There seems to be a general preference for the index to be at the end from the others, so if we ever needed to add chunks to the end of the file, then perhaps having the index in the middle is at least a temporary scenario before a rewrite.

My abstractions generally do not depend on the index anywhere in particular. Kerchunk exports chunk information to an external file. I also have a program to move HDF5's chunk index to an arbitrary location in the file.

My understanding is that the Betzig lab, or perhaps more specifically the Advanced Bioimaging Center at UC Berkeley, also encountered some issues with file limits on Lustre based clusters.

The practical limits probably should be directory based, but from a file system perspective.

The other complaint I have heard from storage admins is a relatively high amount of metadata IOPs hitting thr file systems, basically stat calls. This problem is avoided on object storage systems due to the use of buckets rather than per file access control.

[mkitti]

Searching around, I found another anecdote of someone running out of inodes when using Zarr: https://github.com/pangeo-data/pangeo/issues/659

The solution there was to use ZipStore.

Incidentally, zip files also have a central directory at the end of a file.

I'm also reminded here of @rabernat 's benchmarks of the initial implementation in zarr-python. I would be interested in hearing how the other implementations of sharding have avoided the pitfalls that Ryan encountered.

[davidbrochart]

Hi everyone, I vote ABSTAIN, since I don't have time to work on xtensor-zarr anymore.

[aschampion]

Just to amplify @normanrz's example, since that was exactly what motivated my and @clbarnes original interest in sharding. The block allocation and inode limits of our various network filesystems meant that 2-4MB files were the best common denominator, but this made chunks far larger than optimal for remote visualization. I also see this as somewhat of an amelioration on getting in-memory chunk-size to be comparable for multiple datasets for computational purposes, when compressed size may differ greatly for efficient storage purposes (e.g., raw microscopy vs. seg), or more generally, some accommodation for memory-awareness/striding.

I vote YES on behalf of sci-rs/zarr.

[joshmoore]

Happy 🎃, everyone.

I vote YES for the ZSC.

I also assume that there will be a follow-on PR to introduce the index location. The exact process of those adjustments is still a bit up in the air. I’d propose as with https://github.com/zarr-developers/zarr-specs/pull/263 that we will ping the ZIC for votes or vetoes there.

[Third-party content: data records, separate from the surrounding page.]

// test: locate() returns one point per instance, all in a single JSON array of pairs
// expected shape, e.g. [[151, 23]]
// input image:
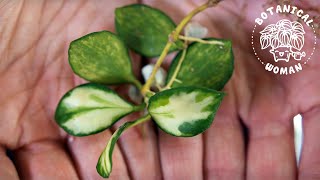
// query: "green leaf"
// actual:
[[91, 108], [104, 165], [101, 57], [184, 111], [145, 29], [205, 65]]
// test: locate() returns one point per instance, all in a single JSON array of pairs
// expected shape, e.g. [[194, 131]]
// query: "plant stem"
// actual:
[[176, 71], [139, 121], [172, 39], [193, 39]]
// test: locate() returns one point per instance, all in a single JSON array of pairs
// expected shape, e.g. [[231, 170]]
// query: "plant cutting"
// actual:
[[184, 106]]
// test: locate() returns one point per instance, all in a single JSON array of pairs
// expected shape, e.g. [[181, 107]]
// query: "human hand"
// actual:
[[35, 74]]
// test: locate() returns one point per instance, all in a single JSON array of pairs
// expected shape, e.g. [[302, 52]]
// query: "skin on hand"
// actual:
[[34, 74]]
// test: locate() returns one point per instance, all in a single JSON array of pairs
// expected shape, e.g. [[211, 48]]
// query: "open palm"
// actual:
[[34, 74]]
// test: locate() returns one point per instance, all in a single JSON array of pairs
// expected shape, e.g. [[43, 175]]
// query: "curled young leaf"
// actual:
[[297, 41], [91, 108], [104, 165], [265, 41], [205, 65], [144, 29], [184, 111], [101, 57], [270, 29]]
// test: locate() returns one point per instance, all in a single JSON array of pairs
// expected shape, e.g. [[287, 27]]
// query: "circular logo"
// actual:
[[282, 45]]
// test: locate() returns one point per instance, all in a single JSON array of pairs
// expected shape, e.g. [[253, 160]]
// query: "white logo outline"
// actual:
[[285, 38]]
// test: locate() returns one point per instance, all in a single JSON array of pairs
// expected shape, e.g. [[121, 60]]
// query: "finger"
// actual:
[[224, 154], [139, 147], [43, 159], [181, 158], [309, 167], [271, 150], [86, 151], [7, 169]]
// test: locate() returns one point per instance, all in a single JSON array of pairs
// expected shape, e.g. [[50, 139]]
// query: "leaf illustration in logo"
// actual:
[[284, 24], [297, 41], [297, 27], [264, 41], [275, 43], [270, 29], [285, 37]]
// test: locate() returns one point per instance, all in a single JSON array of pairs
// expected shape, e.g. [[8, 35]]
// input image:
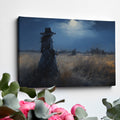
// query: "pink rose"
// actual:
[[69, 117], [51, 107], [61, 112], [75, 107], [6, 118], [55, 117], [26, 106]]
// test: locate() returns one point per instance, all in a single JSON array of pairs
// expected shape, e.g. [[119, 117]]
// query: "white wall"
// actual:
[[86, 9]]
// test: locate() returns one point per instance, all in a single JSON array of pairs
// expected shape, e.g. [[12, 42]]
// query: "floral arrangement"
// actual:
[[43, 105]]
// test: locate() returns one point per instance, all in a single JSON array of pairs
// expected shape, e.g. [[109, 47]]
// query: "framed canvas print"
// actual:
[[65, 52]]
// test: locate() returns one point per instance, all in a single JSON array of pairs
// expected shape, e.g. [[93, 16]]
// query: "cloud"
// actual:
[[74, 28]]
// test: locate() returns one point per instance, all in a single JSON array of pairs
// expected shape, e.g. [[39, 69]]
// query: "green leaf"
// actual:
[[114, 112], [80, 113], [30, 91], [4, 81], [52, 89], [31, 116], [105, 118], [1, 102], [91, 118], [116, 102], [60, 101], [107, 104], [49, 98], [5, 111], [13, 89], [42, 93], [11, 101], [41, 111], [18, 116]]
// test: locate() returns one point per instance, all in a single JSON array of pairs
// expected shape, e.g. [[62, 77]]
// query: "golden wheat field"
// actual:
[[74, 70]]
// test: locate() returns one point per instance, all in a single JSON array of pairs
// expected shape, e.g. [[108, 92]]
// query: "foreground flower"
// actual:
[[69, 117], [55, 117], [75, 107], [62, 114], [26, 106], [6, 118]]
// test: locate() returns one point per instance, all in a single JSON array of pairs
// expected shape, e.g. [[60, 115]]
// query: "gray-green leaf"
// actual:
[[4, 81], [41, 111], [114, 112], [49, 98], [29, 91], [107, 104], [116, 102], [80, 113], [11, 101], [13, 88], [1, 103]]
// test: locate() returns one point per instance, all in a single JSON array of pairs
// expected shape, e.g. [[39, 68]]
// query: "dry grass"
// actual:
[[78, 70]]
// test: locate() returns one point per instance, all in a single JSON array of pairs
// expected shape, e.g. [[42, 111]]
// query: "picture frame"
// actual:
[[65, 52]]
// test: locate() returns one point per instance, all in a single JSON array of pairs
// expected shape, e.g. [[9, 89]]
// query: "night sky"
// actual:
[[70, 34]]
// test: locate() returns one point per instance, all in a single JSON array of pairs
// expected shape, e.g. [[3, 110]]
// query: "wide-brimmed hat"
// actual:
[[48, 32]]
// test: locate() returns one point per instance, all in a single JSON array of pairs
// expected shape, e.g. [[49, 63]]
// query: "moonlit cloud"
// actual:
[[74, 28]]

And in general, as with ZEP1, please keep any further clarifications and questions coming as implementations are written. But I think we’ll all be quite enthused to have another ZEP signed off on. Thanks, all!

jbms commented 3 weeks ago Note: If you have a strong objection to Neuroglancer supporting the existing OME-zarr metadata with zarr v3, I am open to changing that.

Though this is more a discussion for elsewhere, I personally don’t see any issue with having support for that combination, but I’d highly suggest we not expose the community to that mix until Norman’s NGFF spec is decided on (i.e. let’s not write or publish them)

[joshmoore]

I vote YES for the ZSC.

Sorry for the confusion, I should have said, "as a member of the ZSC". I've updated the description but also pinged all of the remaining voters.